Le complotisme moderne est-il si éloigné de cette mécanique horrible ? Selon Julien Giry, docteur en sciences politiques à l’université Rennes 1, il s’agit d’une théorie du pouvoir fondée sur une représentation manichéenne du fonctionnement du monde. Il existerait un seul et même complot universel dans le temps et l’espace. Tous les événements extraordinaires et tous les phénomènes sociaux néfastes seraient liés et procéderaient d’un plan secrètement orchestré par une minorité, par une élite dans le but de renforcer son pouvoir et sa domination. Juifs, francs-maçons, illuminatis, hommes-lézards, ou tout cela à la fois. Une explication aussi simple qu’elle est irrationnelle.

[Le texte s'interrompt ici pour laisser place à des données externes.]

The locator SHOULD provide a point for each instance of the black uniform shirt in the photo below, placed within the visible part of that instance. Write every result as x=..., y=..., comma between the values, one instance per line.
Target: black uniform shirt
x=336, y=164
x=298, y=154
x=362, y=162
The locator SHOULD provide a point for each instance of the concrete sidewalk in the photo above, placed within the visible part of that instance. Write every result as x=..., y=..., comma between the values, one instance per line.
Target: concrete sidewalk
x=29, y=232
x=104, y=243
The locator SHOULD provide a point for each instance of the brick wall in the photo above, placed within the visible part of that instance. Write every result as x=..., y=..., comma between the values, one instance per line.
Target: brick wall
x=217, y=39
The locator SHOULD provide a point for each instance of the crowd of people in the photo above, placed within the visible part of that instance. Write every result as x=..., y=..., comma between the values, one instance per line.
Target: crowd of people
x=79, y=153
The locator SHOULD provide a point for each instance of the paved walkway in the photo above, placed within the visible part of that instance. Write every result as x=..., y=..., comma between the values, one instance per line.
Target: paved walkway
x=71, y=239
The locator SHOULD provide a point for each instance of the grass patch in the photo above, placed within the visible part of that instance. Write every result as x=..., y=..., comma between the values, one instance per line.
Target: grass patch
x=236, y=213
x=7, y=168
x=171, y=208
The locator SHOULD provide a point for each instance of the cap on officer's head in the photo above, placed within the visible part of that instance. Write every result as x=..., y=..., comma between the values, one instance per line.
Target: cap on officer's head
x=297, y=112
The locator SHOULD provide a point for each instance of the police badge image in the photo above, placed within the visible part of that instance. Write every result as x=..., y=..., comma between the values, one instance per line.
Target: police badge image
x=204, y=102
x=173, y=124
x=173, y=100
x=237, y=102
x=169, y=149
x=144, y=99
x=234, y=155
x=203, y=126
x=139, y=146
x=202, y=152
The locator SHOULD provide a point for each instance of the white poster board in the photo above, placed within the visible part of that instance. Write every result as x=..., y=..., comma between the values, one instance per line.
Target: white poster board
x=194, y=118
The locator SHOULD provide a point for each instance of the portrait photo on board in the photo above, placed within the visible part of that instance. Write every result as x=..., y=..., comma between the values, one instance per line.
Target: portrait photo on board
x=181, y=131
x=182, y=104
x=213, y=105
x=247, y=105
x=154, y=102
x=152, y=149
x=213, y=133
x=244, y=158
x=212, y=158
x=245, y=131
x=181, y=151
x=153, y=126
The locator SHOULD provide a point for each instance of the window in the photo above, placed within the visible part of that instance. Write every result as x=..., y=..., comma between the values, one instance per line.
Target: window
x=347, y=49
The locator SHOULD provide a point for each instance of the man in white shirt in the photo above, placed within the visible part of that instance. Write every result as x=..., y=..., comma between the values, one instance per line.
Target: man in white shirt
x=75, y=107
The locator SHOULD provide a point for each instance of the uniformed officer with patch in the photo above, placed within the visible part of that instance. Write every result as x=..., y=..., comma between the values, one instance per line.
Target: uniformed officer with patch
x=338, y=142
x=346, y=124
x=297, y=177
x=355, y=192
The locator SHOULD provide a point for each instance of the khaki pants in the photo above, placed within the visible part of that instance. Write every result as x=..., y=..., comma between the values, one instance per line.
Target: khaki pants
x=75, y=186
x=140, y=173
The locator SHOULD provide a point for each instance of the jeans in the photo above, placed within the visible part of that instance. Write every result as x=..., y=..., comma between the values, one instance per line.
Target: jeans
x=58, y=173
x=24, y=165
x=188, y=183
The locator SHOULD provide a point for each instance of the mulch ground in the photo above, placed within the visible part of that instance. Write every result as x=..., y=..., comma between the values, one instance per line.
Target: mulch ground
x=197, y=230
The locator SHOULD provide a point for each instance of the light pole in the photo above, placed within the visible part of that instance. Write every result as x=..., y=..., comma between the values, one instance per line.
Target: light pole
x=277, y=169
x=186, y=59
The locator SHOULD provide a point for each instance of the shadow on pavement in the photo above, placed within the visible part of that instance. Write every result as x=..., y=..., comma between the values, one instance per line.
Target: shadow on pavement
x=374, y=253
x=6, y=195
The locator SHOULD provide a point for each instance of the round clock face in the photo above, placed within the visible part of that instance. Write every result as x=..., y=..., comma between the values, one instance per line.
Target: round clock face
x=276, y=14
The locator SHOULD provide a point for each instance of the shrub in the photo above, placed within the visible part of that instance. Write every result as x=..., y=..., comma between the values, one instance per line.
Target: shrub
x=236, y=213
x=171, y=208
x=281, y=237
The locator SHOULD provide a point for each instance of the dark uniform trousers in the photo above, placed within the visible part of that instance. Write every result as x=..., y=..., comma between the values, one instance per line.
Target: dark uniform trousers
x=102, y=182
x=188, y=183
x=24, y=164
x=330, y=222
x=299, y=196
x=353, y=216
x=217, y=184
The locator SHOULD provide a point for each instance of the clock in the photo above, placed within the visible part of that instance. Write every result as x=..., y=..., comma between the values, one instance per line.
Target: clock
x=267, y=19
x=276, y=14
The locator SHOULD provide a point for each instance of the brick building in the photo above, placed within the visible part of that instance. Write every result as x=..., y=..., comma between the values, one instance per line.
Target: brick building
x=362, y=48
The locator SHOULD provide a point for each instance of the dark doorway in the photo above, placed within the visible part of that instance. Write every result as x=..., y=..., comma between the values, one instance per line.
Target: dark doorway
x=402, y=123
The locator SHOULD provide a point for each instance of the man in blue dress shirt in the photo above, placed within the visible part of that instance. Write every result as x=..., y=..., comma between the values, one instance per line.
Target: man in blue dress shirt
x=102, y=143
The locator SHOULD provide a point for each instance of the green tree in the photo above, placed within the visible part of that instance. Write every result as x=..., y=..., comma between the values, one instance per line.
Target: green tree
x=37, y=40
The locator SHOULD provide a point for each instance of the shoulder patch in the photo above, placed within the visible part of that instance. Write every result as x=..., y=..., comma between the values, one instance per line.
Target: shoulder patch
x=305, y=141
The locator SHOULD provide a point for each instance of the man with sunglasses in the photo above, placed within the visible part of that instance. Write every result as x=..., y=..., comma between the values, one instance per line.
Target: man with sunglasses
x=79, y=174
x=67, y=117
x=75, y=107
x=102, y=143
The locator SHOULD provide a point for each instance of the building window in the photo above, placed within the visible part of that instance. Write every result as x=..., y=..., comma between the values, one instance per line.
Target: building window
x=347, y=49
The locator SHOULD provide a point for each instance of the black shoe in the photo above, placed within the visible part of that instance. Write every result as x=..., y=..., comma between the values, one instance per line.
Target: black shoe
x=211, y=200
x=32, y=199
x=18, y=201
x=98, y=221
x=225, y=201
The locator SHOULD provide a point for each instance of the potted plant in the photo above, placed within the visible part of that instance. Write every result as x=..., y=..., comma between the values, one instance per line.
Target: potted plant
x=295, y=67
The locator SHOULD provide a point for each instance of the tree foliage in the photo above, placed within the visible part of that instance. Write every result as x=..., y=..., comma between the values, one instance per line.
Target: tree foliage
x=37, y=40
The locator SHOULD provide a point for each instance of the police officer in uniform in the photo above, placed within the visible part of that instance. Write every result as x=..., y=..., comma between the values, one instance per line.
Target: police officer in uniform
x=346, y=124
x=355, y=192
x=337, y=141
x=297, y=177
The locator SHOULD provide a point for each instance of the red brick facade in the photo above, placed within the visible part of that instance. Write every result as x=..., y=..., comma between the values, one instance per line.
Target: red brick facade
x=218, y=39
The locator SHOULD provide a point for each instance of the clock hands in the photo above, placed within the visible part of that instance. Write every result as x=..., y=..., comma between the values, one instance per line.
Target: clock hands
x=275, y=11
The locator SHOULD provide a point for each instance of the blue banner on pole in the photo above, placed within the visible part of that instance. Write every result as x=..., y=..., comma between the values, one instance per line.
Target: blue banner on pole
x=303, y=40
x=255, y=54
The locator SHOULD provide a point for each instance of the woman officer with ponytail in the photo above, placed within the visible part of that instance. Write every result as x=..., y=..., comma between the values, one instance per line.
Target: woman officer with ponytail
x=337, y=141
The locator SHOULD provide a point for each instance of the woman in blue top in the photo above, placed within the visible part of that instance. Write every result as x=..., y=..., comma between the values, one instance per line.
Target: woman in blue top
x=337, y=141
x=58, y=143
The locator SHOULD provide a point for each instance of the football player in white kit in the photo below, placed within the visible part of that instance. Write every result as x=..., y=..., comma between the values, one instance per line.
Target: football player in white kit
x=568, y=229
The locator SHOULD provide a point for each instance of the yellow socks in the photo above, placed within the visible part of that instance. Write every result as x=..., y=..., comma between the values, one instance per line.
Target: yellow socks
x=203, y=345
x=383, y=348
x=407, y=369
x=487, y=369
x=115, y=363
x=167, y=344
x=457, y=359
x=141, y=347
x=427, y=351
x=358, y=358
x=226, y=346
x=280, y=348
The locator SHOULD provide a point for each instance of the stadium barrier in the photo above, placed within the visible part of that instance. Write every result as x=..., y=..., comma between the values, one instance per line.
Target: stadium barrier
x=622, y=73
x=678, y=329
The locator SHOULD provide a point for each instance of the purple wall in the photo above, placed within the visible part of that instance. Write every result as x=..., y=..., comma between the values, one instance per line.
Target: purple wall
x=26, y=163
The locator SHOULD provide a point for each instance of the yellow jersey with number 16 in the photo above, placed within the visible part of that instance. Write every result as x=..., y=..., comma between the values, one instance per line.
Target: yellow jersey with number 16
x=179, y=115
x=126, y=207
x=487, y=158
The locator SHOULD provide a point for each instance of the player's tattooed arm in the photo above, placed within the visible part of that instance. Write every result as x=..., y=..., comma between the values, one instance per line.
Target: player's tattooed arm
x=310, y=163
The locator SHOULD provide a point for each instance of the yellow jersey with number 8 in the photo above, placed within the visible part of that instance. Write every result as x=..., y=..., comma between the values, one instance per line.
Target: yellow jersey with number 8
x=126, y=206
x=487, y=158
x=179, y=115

Pour Pascal Wagner, chercheur en psychologie sociale à l’université de Fribourg, l’attrait de ces théories est à la fois d’ordre sociologique et psychologique. Sociologique, car les conspirationnistes sont souvent ceux qui se sentent le plus abandonnés par le système. Les théories du complot viennent conforter leur défiance envers toutes les élites, et le fait que certains de ces complots ou scandales soient avérés – affaire du Carlton de Lille, affaire Jeffrey Epstein, écoutes de la NSA – sert à valider toutes les théories d’un bloc, quelles que soient leurs sources.

Psychologique, car les personnalités particulièrement anxieuses (voire paranoïaques) sont plus susceptibles d’être les récepteurs de ces théories. Une plus forte croyance aux théories du complot serait ainsi associée à une forme de pensée intuitive, irrationnelle. Les complotistes se sentent capables de saisir la vérité des événements en se basant sur leurs ressentis et leurs intuitions plutôt que sur des faits démontrés, selon Julien Giry.

Voilà pourquoi, lorsque des complots sont avérés, avec des preuves tangibles et des informations sourcées, les complotistes n’y croient pas avec autant de ferveur. Prenez le scandale des écoutes de la NSA par exemple, cet immense complot révélé au grand jour à l’été 2013 par le lanceur d’alerte Edward Snowden. Alors sous-traitant pour la NSA et la CIA, l’informaticien va « opérer à lui seul la plus grosse fuite de documents secrets de toute l’histoire des services renseignements américains », d’après le New York Times. Mettant sa vie en jeu, il a réussi à montrer l’existence d’une vaste conspiration portant sur les dérives illégales de l’appareil de renseignement international.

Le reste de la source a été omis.